Çoğu insanın sahip olduğu, yaşantısının en güzel anlarını beraber geçirdim dediği mahalleden arkadaşı vardır. Ben istisna olanlardanım. Çünkü, sakinliği ve ıssızlığıyla sadece ve sadece emekli edebiyat öğretmenlerine hitap eden bir semtte, dadaşkentte doğup büyüdüm. Oturduğumuz evin çevresinde hiç yapı olmaması sebebiyle mahalle kültürü, arkadaşlığı neymiş tatmadan okula başladım. Ergenlik dönemimde yani orta okulda farklı bir semtte okumaya başladım. Çok kalite arkadaşlarım oldu ancak liseye geçince hepsiyle muhabbetimiz kesildi. Şanslıyım ki lise yıllarım da yalnızlık çekmedim. Onlarca arkadaşım oldu beraber yaşadığımız eşsiz güzellikte anılarımız... Lise bitince geçmişteki gibi muhabbetimiz kesilmedi onlarla ancak hayat herkese yeni bir yol çizdiği için çevremdekiler yakınım oldu arkadaşlar tanıdık.
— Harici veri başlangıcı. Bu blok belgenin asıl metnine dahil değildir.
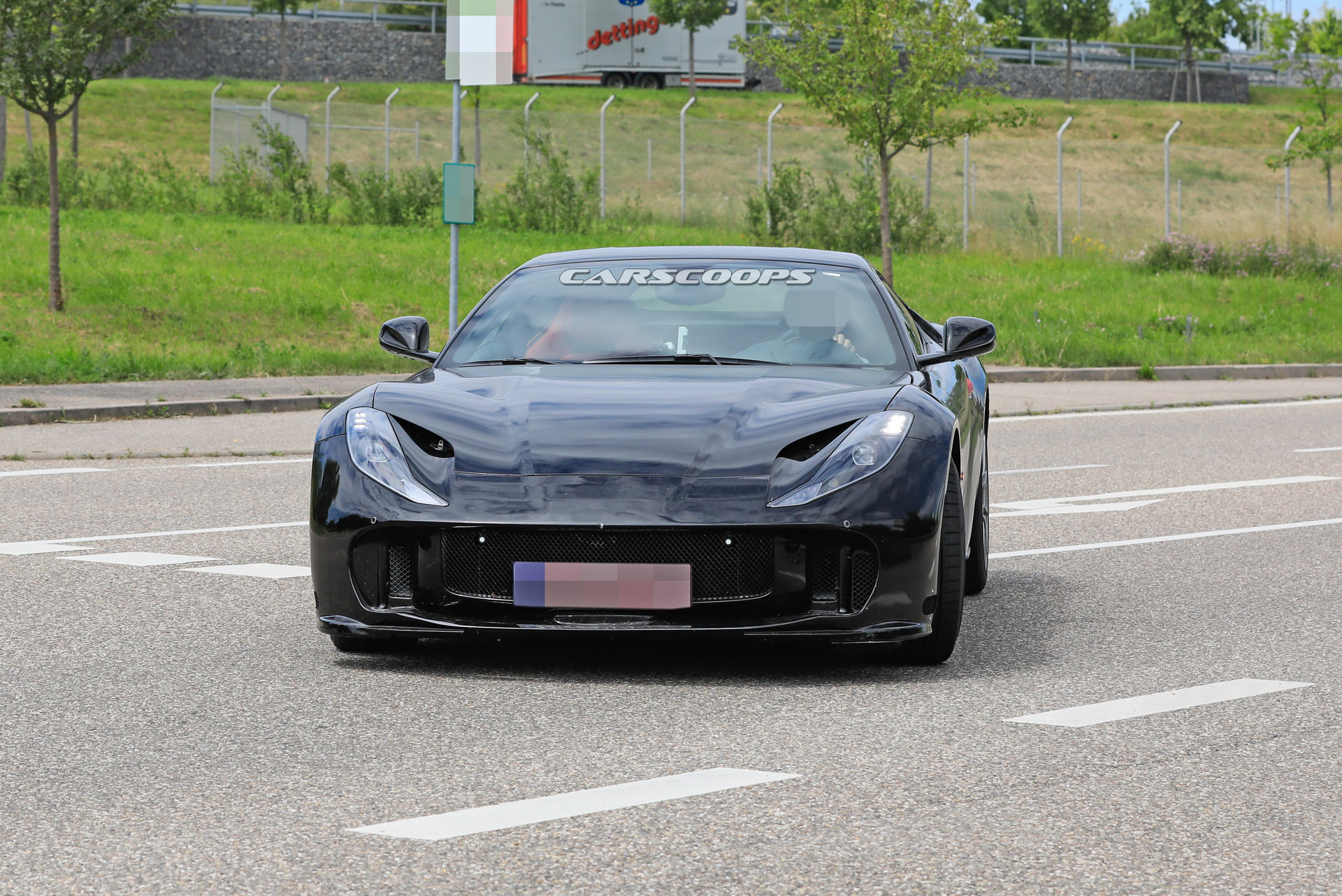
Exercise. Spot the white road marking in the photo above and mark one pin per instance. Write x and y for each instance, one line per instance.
(567, 805)
(1172, 490)
(1153, 703)
(19, 549)
(1041, 470)
(257, 570)
(1165, 538)
(252, 463)
(1075, 509)
(141, 558)
(1308, 403)
(39, 547)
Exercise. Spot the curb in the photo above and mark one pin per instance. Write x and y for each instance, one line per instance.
(1192, 372)
(20, 416)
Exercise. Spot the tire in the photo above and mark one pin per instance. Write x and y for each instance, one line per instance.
(366, 644)
(951, 584)
(976, 568)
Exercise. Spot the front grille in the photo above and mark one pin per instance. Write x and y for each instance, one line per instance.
(401, 572)
(726, 565)
(863, 579)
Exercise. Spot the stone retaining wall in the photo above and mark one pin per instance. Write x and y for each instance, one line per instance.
(341, 51)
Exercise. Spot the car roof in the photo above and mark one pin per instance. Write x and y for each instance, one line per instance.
(698, 252)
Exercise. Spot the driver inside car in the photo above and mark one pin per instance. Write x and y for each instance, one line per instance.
(814, 325)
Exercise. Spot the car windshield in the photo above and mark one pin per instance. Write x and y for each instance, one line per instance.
(716, 312)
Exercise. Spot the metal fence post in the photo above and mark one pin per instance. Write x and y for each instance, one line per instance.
(770, 128)
(268, 99)
(526, 127)
(964, 214)
(1066, 124)
(212, 93)
(329, 97)
(1286, 191)
(1168, 136)
(684, 110)
(609, 99)
(387, 133)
İnsan 18 yaşını tadınca karakteri oturmuş oluyor ve artık hayatına birisini almak bir hayli zorlaşıyor en azından benim açımdan bu bir hayli zor oldu. Üniversitemden 1 kişiyle bile samimi olamadım bugüne kadar ki bölümüm mimarlık olmasına rağmen. Ne alakası var diyecek olursanız her dönem farklı bir 10 kişilik proje grubuna düşüyorsunuz ve 4 yılda en az bir kere birisiyle grup çalışması yapmış oluyorsunuz. Tam da bu yalnızlık buhranı yaşarken, okulumdan nefret etme aşamasında bir şey oldu. Hayat tesadüflerle dolu hepimiz bunu hayatımızdan bir kez tatmışızdır. Hiç ummadığımız bir anda hiç ummadığımı birisi gelip hayatımızın merkezine yerleşebiliyor ve bütün bu olay senin kontrolün dışında gerçekleşiyor. Adını duyunca sinirden ellerimin titrediği, kavga etmek için İstanbul’dan Ankara’ya gitme hayali kurdurtan birisi gelip senin ailenden birisi olabiliyor.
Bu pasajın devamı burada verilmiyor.